Zim economy heads in the right direction: Mutsvangwa

TATENDA CHIKARA IN MASVINGO

ZANU-PF’S politburo member, Christopher Mutsvangwa, says Zimbabwe’s economy is heading in the right direction as much progress has been achieved.

Christopher Mutsvangwa

Mutsvangwa, who spoke at a recent Provincial Co-ordinating Committee (PCC) meeting in Masvingo said there was a new sense of optimism in the economy with international investors flocking into the country.

Mutsvangwa, who is also the Zimbabwe National Liberation War Veterans Association chairman, said several steel processing players and other value chains were flocking Chivhu and Mvuma. Chinese steel giant, Tsingshan Group, is already rolling out a multi-million-dollar steel and ferro chrome project in Mvuma.

The project will entail  a carbon steel plant , an iron ore mine and a processing plant  with an annual production capacity of 500 000 tonnes.

An inter-ministerial committee, chaired by the Ministry of Mines and Mining Development, to expedite the project has already been set up by the government.

Mutsvangwa said the plant would perhaps be the biggest steel plant in Africa when complete. The plant is expected to be complete by the end of next year.

Tsingshan’s Zimbabwe unit Afrochine has several other investments in the country in Selous and Hwange district.

“We will probably have the biggest steel plant in Africa by December next year. We will get into elections in 2023 already building a town and steel plants three times bigger than Ziscosteel in Mvuma [and] Chivhu.”

Mutsvangwa said the flocking of the biggest steel making companies in the world into Zimbabwe would see Masvingo, a border province benefitting from the Rutenga-Chikwalakwala railway line functioning again.

“Coming from Harare, the mountains that you see on your right when reaching are all iron ore, So we are getting the biggest companies in the world coming to do steel plants in Zimbabwe,” Mutsvangwa said.

He added: “…Masvingo is the easiest way to Maputo where there is a big port and a route without mountains is through Masvingo. Our railway line which starts from Rutenga to Chikwalakwala will function, transporting iron to other countries as well as bringing oil in an economy which is moving in the right direction.”

Critics, however, are sceptical that the fragile economy was on the road to recovery. They say the government’s economic policies were unpalatable to foreign investors although President Emmerson Mnangagwa was keen to revitalise the ailing economy.
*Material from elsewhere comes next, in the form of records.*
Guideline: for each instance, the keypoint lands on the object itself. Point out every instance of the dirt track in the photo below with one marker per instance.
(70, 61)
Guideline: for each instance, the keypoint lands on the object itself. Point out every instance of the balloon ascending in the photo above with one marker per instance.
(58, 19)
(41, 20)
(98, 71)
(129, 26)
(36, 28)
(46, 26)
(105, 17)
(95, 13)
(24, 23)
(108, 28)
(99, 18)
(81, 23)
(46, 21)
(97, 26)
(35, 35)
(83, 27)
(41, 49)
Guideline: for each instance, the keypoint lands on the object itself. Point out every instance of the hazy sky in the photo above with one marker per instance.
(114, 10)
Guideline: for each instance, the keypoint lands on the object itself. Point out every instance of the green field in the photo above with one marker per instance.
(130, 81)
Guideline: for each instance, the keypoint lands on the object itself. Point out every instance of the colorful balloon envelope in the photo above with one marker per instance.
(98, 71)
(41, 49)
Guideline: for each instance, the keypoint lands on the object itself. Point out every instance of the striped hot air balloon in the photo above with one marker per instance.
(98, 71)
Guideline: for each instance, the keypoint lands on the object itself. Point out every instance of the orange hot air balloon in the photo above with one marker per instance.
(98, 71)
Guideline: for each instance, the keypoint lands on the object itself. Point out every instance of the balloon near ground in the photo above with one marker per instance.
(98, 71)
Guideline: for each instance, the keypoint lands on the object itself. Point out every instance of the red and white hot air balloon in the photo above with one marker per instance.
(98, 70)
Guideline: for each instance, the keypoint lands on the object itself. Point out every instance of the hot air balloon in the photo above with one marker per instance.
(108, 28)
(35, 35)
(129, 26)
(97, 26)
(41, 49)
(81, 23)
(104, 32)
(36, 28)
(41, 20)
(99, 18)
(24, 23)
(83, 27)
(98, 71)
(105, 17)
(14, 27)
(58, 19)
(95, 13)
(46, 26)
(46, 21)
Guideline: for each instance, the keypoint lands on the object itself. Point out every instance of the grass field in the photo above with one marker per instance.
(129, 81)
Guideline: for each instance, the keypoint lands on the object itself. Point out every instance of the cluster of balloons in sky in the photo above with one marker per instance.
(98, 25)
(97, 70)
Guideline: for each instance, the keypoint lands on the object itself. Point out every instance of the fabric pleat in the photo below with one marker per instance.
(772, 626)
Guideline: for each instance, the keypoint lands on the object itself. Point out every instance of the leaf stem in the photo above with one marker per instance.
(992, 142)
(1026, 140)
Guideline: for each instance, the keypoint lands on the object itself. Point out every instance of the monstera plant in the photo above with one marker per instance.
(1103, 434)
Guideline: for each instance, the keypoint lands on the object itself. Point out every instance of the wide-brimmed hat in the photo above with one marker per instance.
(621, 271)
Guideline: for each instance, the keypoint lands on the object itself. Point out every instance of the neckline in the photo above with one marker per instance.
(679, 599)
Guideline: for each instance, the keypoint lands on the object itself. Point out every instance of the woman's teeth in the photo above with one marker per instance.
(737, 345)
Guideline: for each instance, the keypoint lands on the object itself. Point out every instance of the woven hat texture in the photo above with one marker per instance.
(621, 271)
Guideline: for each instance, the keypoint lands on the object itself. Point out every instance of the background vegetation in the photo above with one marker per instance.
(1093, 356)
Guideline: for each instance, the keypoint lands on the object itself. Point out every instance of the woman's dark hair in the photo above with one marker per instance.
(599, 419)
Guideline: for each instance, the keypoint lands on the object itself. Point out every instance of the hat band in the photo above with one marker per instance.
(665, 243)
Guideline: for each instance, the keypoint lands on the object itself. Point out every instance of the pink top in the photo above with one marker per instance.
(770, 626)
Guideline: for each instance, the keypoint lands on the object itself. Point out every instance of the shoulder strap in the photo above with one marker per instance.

They said it will take years to repair the fragile economy, whose annual inflation is still high at 162%. The economy is still battling foreign currency shortages and is also gripped with crippling power shortages.

Critics say the government should make drastic reforms.

Minister of State for Masvingo Provincial Affairs, Ezra Chadzamira, who also spoke at the PCC meeting, said several irrigation projects were taking place in the province.

“We will see in Masvingo the Mutirikwi up-string irrigation schemes. The green belt, including Bikita district, will irrigate about 3800 hectares. This is budgeted under National Development Strategy 1,” Chadzamira said.